L'histoire :
Mai 68 vient de mettre un grand coup dans la France du Général. Fabienne a 17 ans et elle est en Première. C'est aussi une des premières à se mettre en grève et savoir qu'il faut rejoindre le mouvement des étudiants, puis celui des ouvriers. La jeunesse n'en peut plus du carcan dans lequel elle se sent enfermée. Ses parents sont assez ouverts d'esprit puisqu'ils la laissent partir vivre avec son copain, quand elle est en Terminale. Après son bac, Fabienne est une jeune femme qui vient d'être embauchée à l'usine Renault de Flins, comme ouvrière. Mais elle est surtout chargée d'une mission car elle est, ce qu'on appelle à l'époque, une « établie ». On dirait aujourd'hui qu'elle appartient au mouvement d'extrême gauche... Elle n'en démordra jamais, il faut plus de justice sociale. Et dans l'entreprise, en premier lieu, à qui on donne la plupart de son temps. Chez Renault, toute grille de salaire est figée. Alors en 1973, elle fait sa première grève d'ouvrière. Au lieu de la reconnaissance de technicien P1 et le salaire qui va avec, elle et ses collègues obtiennent 80 Francs de plus. 26 ouvriers licenciés lors d'affrontements avec la Direction et 200 lettres d'avertissement... Mais ça n'enlève rien à la cause, au contraire !

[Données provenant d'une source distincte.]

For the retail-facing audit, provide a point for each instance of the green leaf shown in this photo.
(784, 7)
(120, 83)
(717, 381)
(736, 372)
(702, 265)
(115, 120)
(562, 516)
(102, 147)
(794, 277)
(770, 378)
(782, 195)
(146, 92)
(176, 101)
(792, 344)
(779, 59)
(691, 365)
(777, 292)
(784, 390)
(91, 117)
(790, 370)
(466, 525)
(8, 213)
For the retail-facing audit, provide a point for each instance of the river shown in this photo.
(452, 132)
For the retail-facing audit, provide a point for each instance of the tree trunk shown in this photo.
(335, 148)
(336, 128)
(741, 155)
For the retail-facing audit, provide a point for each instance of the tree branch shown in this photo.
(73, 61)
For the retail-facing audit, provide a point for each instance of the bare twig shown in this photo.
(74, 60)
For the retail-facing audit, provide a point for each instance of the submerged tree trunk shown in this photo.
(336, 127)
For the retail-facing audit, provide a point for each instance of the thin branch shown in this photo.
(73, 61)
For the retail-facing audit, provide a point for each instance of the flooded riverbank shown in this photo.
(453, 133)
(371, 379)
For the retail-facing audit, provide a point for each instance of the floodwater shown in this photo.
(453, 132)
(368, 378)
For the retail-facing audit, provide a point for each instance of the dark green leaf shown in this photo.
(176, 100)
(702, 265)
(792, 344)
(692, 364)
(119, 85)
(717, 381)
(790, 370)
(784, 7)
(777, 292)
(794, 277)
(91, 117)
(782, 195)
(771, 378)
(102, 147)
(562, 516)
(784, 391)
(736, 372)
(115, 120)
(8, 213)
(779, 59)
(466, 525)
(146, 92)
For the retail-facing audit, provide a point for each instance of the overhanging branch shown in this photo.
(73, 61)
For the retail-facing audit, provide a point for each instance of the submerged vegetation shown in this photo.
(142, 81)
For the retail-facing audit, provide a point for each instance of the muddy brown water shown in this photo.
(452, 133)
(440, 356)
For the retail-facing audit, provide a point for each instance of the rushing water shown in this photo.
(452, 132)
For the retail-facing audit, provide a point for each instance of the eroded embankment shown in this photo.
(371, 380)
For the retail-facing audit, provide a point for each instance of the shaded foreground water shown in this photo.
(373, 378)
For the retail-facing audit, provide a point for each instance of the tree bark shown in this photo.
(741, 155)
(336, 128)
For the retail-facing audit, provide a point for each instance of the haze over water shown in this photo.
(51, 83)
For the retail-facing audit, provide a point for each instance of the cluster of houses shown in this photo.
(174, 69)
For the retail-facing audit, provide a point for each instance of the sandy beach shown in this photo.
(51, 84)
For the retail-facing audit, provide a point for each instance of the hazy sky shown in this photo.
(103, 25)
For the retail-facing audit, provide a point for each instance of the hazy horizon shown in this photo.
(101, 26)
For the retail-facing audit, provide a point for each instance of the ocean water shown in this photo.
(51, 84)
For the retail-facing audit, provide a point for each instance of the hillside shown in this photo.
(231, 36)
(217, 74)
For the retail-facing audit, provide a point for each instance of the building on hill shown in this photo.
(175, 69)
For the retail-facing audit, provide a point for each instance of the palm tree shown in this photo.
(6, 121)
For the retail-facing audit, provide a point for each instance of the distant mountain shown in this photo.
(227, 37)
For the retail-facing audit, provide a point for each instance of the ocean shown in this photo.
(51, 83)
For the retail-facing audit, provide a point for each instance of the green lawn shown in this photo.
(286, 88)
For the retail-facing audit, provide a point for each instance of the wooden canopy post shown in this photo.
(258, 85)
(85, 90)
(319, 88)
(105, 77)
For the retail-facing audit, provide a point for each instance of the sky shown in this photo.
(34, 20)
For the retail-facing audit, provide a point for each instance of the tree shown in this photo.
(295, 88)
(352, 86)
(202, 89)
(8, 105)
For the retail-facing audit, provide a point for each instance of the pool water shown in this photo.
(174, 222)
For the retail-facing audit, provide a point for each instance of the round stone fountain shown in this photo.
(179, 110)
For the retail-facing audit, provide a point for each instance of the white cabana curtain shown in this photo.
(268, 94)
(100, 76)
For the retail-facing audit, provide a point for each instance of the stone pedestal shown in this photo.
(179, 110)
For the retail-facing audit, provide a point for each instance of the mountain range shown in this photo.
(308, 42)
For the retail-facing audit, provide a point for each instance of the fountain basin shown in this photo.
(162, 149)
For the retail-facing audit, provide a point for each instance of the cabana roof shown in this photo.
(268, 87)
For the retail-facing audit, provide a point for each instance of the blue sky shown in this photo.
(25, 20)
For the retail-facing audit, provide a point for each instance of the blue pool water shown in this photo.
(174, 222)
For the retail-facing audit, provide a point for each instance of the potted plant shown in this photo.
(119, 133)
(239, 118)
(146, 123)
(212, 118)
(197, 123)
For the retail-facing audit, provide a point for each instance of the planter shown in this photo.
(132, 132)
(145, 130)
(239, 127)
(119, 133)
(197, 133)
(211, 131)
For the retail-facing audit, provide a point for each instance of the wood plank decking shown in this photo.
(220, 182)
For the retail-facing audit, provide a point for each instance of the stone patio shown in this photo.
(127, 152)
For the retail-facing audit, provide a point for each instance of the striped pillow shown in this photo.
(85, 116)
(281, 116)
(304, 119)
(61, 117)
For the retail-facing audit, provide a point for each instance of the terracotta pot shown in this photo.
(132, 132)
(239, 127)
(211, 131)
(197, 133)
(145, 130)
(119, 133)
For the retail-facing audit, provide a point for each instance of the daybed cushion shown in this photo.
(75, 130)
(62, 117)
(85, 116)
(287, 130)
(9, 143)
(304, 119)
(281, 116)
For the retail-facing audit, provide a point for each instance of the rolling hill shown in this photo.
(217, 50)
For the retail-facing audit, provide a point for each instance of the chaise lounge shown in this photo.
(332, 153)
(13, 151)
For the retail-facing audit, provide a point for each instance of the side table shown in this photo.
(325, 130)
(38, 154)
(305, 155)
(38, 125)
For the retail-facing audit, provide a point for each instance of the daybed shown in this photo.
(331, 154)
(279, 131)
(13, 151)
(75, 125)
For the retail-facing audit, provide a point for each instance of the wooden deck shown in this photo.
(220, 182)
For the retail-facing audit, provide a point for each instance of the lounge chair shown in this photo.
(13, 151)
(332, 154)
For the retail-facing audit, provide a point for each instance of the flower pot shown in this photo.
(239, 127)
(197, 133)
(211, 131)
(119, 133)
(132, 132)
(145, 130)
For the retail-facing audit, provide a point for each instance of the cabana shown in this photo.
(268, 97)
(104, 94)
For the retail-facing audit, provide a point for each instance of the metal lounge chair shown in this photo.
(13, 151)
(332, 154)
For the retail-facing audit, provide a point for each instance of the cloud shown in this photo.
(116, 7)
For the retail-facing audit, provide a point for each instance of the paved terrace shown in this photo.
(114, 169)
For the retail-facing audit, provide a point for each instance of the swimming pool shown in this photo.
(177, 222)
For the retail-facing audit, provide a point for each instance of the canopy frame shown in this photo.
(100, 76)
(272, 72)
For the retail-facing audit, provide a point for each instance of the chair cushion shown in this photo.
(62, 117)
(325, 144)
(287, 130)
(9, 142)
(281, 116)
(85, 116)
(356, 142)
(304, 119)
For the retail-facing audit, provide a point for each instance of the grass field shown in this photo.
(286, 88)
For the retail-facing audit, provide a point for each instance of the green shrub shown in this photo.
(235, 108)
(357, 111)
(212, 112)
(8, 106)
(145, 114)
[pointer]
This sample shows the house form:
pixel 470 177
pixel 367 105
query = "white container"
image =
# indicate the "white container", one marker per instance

Ce qu'on en pense sur la planète BD :
Cette BD est une adaptation du livre de Fabienne Lauret, qui a bossé 36 ans dans l'usine Renault de Flins. En revanche, de son propre aveu, elle ne connaissait pas grand chose à la BD. Mais elle y a tout de suite vu un beau vecteur de transmission de son engagement. Plus de 40 ans de militantisme, à défendre la condition des travailleurs, mais aussi des femmes, dans un milieu qui reflète aussi la dureté de la société, y compris sa phallocratie... Alors témoigner de son parcours, des obstacles qui l'ont jalonné et de l'énergie mobilisée pour les surpasser, c'est aujourd'hui ce qu'elle fait, maintenant qu'elle n'est plus « au front quotidien », dans l'usine... Voici donc une BD didactique qui, mine de rien, ressemble parfois au journal de la vie en usine dans les années 70. Philippe Guillaume a sûrement su traduire le récit autobiographique en terme de rythme, en mélangeant ce qui peut paraître à la limite du documentaire, avec ce qui ressort d'un récit de vie, celui d'une femme à l'énergie bienveillante. Elena Vieillard amène, quant à elle, le jus et la simplicité de son dessin, avec des teintes rouges dans son noir et blanc dont les traits évoquent aussi le dessin de presse. Venez donc découvrir l'envers de la vie comme elle était dans cette usine.